Massachusetts Court Rules Black Men May Have Good Reason To Flee Police

Fleeing from officers is not necessarily suspicious, the court ruled.

The Boston Police Department’s record of bias against black men means that innocent black men may have legitimate reasons to flee from officers, according to a Tuesday ruling by the Massachusetts Supreme Judicial Court.

In other words, if a black man flees an approaching police officer that wouldn’t necessarily be enough to justify “reasonable suspicion” in stopping and interrogating him, as first reported by WBUR News. Under the U.S. Constitution, “reasonable suspicion” is the minimum standard that allows law enforcement officers to conduct brief stops and detentions.

“[The ruling is] a roadmap for protecting civilians in this country,” American Civil Liberties Unit of Massachusetts (ACLUM) Legal Director Matthew Segal told The Huffington Post. The ACLUM thoroughly documented racial bias in the Boston Police Department in a 2014 report. The court cited the report in its ruling, as well as data published by the BPD.

In the ruling, the court threw out the conviction of Jimmy Warren, who was arrested in 2011 on charges of unlawful possession of a firearm. Officers were searching for suspects in a break-in and approached Warren and another man because they believed they fit the description of the suspects — black men wearing dark clothing.

Warren fled, officers pursued him on foot and arrested him. Though they found no evidence that he was involved in the break-in, they did allegedly find an unlicensed firearm in his possession.

The ruling found that Warren simply being a black man wearing dark clothing — which could apply to countless people in Boston — was not enough for officers to have “reasonable suspicion” to stop him. Additionally, the court ruled that Warren fleeing also was not cause for reasonable suspicion, since there could be good reason for an innocent black man to want to avoid Boston police:

“We do not eliminate flight as a factor in the reasonable suspicion analysis whenever a black male is the subject of an investigatory stop. However, in such circumstances, flight is not necessarily probative of a suspect’s state of mind or consciousness of guilt. Rather, the finding that black males in Boston are disproportionately and repeatedly targeted for FIO [Field Interrogation and Observation] encounters suggests a reason for flight totally unrelated to consciousness of guilt. Such an individual, when approached by the police, might just as easily be motivated by the desire to avoid the recurring indignity of being racially profiled as by the desire to hide criminal activity.”

The BPD called the decision “very troubling” in a statement sent to The Huffington Post.

“For [the court[ to consider studies that were never introduced into evidence or offered into the record is concerning,” the statement read. “At the very least the court should have heard from the experts who compiled and analyzed the data.”

Boston Police Commissioner Bill Evans told WBUR that the ACLUM report was biased against the police department, and he criticized the court for relying on it.

“What we were relying on was the very same data that was used by the researchers that the police department selected,” Segal told HuffPost in regards to the numbers which he added came from a research team commissioned by the BPD.

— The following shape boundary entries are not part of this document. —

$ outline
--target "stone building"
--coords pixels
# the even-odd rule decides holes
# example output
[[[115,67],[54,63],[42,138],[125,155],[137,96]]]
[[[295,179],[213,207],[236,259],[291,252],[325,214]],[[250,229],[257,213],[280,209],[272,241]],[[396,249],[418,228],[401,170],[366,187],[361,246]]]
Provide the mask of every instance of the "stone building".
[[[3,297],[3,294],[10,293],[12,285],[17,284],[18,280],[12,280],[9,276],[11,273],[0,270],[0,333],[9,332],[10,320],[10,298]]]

The BPD’s website states that researchers found “some racial disparities that must be addressed.” Its report notes that even when researchers controlled for factors like gang membership or criminal history, black people were 8 percent more likely to be stopped repeatedly, and 12 percent more likely to be frisked, than other individuals.

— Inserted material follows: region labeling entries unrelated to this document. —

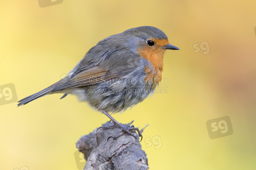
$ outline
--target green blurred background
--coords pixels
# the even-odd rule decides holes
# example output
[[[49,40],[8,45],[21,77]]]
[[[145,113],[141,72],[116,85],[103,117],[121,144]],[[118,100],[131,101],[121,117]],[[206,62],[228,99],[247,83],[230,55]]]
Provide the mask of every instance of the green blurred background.
[[[165,55],[167,92],[113,115],[123,123],[134,120],[140,128],[150,124],[141,142],[150,169],[256,169],[255,5],[64,0],[41,8],[36,0],[1,0],[0,85],[14,84],[20,100],[58,81],[102,39],[153,26],[181,49]],[[194,53],[193,45],[203,41],[210,52]],[[0,169],[84,165],[74,155],[75,142],[109,119],[74,96],[61,96],[0,106]],[[226,116],[233,134],[210,139],[206,121]]]

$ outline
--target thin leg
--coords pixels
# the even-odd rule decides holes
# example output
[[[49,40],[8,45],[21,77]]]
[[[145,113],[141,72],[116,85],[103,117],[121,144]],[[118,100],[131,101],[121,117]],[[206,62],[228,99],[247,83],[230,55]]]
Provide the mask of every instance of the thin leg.
[[[100,110],[100,111],[103,113],[104,115],[108,117],[109,118],[110,120],[111,120],[113,122],[114,124],[118,126],[122,129],[122,132],[120,132],[116,136],[111,136],[110,137],[109,137],[108,138],[108,140],[109,139],[111,138],[113,138],[113,139],[115,139],[121,136],[122,135],[125,134],[125,133],[127,133],[129,135],[133,136],[135,138],[137,138],[137,134],[134,134],[134,132],[135,132],[136,131],[137,131],[138,132],[139,136],[141,137],[141,140],[142,140],[142,135],[141,135],[141,133],[140,131],[139,130],[139,128],[134,128],[134,126],[133,126],[133,125],[132,125],[130,127],[125,126],[119,123],[114,118],[110,116],[109,114],[108,113],[106,112],[105,112],[105,111],[104,111],[103,109]],[[131,123],[132,123],[132,122]]]

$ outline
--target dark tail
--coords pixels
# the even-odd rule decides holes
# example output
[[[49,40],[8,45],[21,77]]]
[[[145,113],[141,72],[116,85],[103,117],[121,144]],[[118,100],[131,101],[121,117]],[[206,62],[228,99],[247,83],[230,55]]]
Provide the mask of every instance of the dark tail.
[[[40,91],[39,92],[35,93],[33,95],[30,95],[29,96],[28,96],[18,101],[17,102],[19,102],[19,103],[18,104],[18,107],[28,103],[33,100],[34,100],[35,99],[37,99],[42,97],[43,96],[44,96],[45,95],[50,94],[53,92],[52,90],[56,86],[59,84],[60,81],[59,81],[55,83],[51,86],[48,87]]]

“Even if you control for things like arrests and gang membership, what the report found was that people in communities of color were being treated different, more harshly than otherwise identical communities of white people,” Segal said.

He pointed out that under the law, anyone has the right to “not engage” with police if the officers don’t have reasonable suspicion to stop them. The problem is when a person refuses to engage, often times, law enforcement may decide that refusal is suspicious behavior. This logic can effectively trap people into engaging with police, but Segal says this ruling is a step away from that.

“It has a chance to profoundly influence policing in Massachusetts,” he said. “It has a chance to profoundly protect people in Massachusetts from undue police violence, and it has a chance to influence decisions all over the country.”